R> convolveCorrect(c(1, 2, 3), c(4, 5, 6))
[11:25:56.418431] starting convolveCorrect
[11:25:56.418434] entered ctor
[11:25:56.418435] entered ctor
[11:25:56.418436] entered SEXP()
[11:25:56.418438] entered SEXP()
[11:25:56.418439] entered ctor
[11:25:56.418441] entered SEXP()
[11:25:56.418442] entered SEXP()
[11:25:56.418444] entered SEXP()
[11:25:56.418445] ending convolveCorrect
[11:25:56.418447] entered SEXP()
[11:25:56.418449] entered dtor
[11:25:56.418450] entered dtor
[11:25:56.418452] entered dtor
[1]  4 13 28 27 18

In the first example, we see that the triplet constructor/SEXP()/destructor is called twice when the two vectors are coerced, and then a third time when the result vector is allocated. This shows the incorrect behavior: destructors essentially immediately after constructors, leaving the object unprotected—which is not what was intended.
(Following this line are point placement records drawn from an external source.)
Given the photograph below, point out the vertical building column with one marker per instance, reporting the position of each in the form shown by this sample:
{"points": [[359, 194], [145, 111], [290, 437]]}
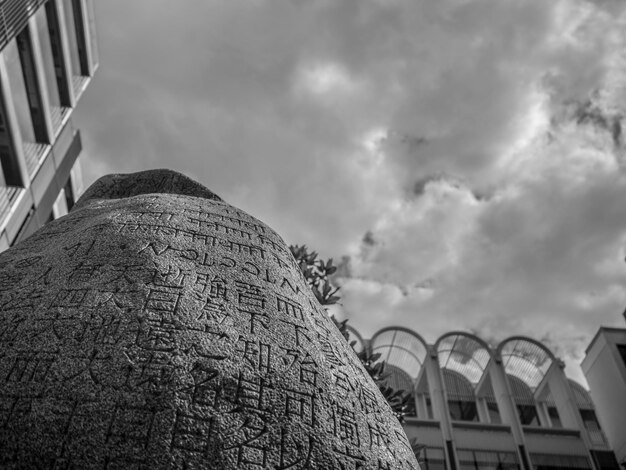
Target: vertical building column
{"points": [[19, 174], [65, 49], [86, 8], [440, 405], [566, 403], [40, 77], [481, 408], [507, 408]]}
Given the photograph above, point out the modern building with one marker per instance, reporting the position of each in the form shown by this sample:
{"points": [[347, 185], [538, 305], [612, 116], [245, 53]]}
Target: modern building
{"points": [[480, 407], [604, 367], [48, 54]]}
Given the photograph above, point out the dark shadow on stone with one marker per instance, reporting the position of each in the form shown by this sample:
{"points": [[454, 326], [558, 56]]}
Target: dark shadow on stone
{"points": [[125, 185]]}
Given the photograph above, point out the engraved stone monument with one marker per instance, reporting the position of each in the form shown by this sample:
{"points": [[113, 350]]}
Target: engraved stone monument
{"points": [[158, 327]]}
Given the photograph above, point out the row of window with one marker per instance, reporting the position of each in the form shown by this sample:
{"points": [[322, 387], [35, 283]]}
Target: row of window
{"points": [[47, 65], [433, 458], [463, 404]]}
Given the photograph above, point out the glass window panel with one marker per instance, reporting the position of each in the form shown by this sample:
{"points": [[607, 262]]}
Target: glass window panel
{"points": [[48, 72], [25, 48], [92, 31], [433, 458], [54, 33], [528, 415], [622, 352], [462, 410], [70, 26], [10, 173], [69, 194], [554, 417], [494, 413], [559, 461], [18, 92], [81, 43], [429, 408]]}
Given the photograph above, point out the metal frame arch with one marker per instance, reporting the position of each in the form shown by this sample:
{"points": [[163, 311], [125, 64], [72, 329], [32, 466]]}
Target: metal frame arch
{"points": [[527, 339], [475, 367], [391, 346], [526, 369], [403, 329], [467, 334]]}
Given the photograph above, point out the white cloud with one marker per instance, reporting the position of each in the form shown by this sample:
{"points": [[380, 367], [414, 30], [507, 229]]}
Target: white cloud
{"points": [[446, 130]]}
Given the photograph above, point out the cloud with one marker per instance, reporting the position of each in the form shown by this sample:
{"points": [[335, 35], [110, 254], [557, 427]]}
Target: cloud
{"points": [[465, 156]]}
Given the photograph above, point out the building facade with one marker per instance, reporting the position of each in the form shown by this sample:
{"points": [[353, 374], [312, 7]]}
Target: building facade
{"points": [[604, 367], [479, 407], [48, 54]]}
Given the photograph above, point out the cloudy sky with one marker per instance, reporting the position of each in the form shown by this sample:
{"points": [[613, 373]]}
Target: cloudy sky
{"points": [[464, 158]]}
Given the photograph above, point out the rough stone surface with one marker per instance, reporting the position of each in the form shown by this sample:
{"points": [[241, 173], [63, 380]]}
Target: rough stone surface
{"points": [[156, 326]]}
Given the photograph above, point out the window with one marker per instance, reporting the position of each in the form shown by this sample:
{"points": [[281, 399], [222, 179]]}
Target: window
{"points": [[69, 194], [621, 348], [528, 415], [558, 462], [48, 72], [494, 413], [33, 95], [429, 408], [487, 460], [81, 43], [555, 419], [56, 47], [432, 458], [9, 171], [463, 410]]}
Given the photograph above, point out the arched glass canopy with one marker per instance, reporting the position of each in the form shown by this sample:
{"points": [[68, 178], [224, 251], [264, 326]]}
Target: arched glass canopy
{"points": [[463, 353], [526, 359], [582, 397], [401, 348]]}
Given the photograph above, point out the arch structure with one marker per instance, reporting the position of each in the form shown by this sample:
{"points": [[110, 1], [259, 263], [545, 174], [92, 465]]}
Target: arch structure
{"points": [[465, 354], [525, 359], [401, 348]]}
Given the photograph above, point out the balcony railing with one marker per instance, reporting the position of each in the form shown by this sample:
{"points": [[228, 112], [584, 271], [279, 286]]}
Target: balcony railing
{"points": [[14, 15]]}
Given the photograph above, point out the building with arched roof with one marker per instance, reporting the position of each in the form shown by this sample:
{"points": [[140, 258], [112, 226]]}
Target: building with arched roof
{"points": [[478, 406], [604, 367]]}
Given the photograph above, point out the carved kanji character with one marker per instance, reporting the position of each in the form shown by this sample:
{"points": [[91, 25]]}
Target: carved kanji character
{"points": [[32, 367], [252, 394], [130, 425], [290, 308], [295, 451], [163, 299], [250, 445], [256, 353], [157, 334], [301, 405], [192, 433], [345, 425]]}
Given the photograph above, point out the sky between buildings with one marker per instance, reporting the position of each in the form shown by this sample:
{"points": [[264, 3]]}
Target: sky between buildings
{"points": [[464, 158]]}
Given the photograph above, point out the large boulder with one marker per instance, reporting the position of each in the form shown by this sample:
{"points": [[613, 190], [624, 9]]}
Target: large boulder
{"points": [[156, 326]]}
The second example shows the correct behavior. Two constructor calls, then two SEXP() calls (when the length are determined), another constructor followed by three SEXP() calls from the three numericPointer() calls—as well as a final SEXP() call for the return result and three destructors at end. This is the intended behavior of protecting the three objects during their lifetime.

Discussion

tidyCpp provides a cleaner layer on top of the C API for R (as well as a so-far still minimal C++ class layer). That has its advantages: we find it more readable. It conceivably has possible disadvantages. Those familiar with the C API for R may not need this, and may find it an unnecessary new dialect. Time will tell if new adoption and use may outway possible hesitation by other. In the meantime, the package “does no harm”, has no further dependencies and can be used, or dropped, at will

Summary

The tidyCpp package provides a simplifying layer on top of the time-tested but somewhat crusty C API for R.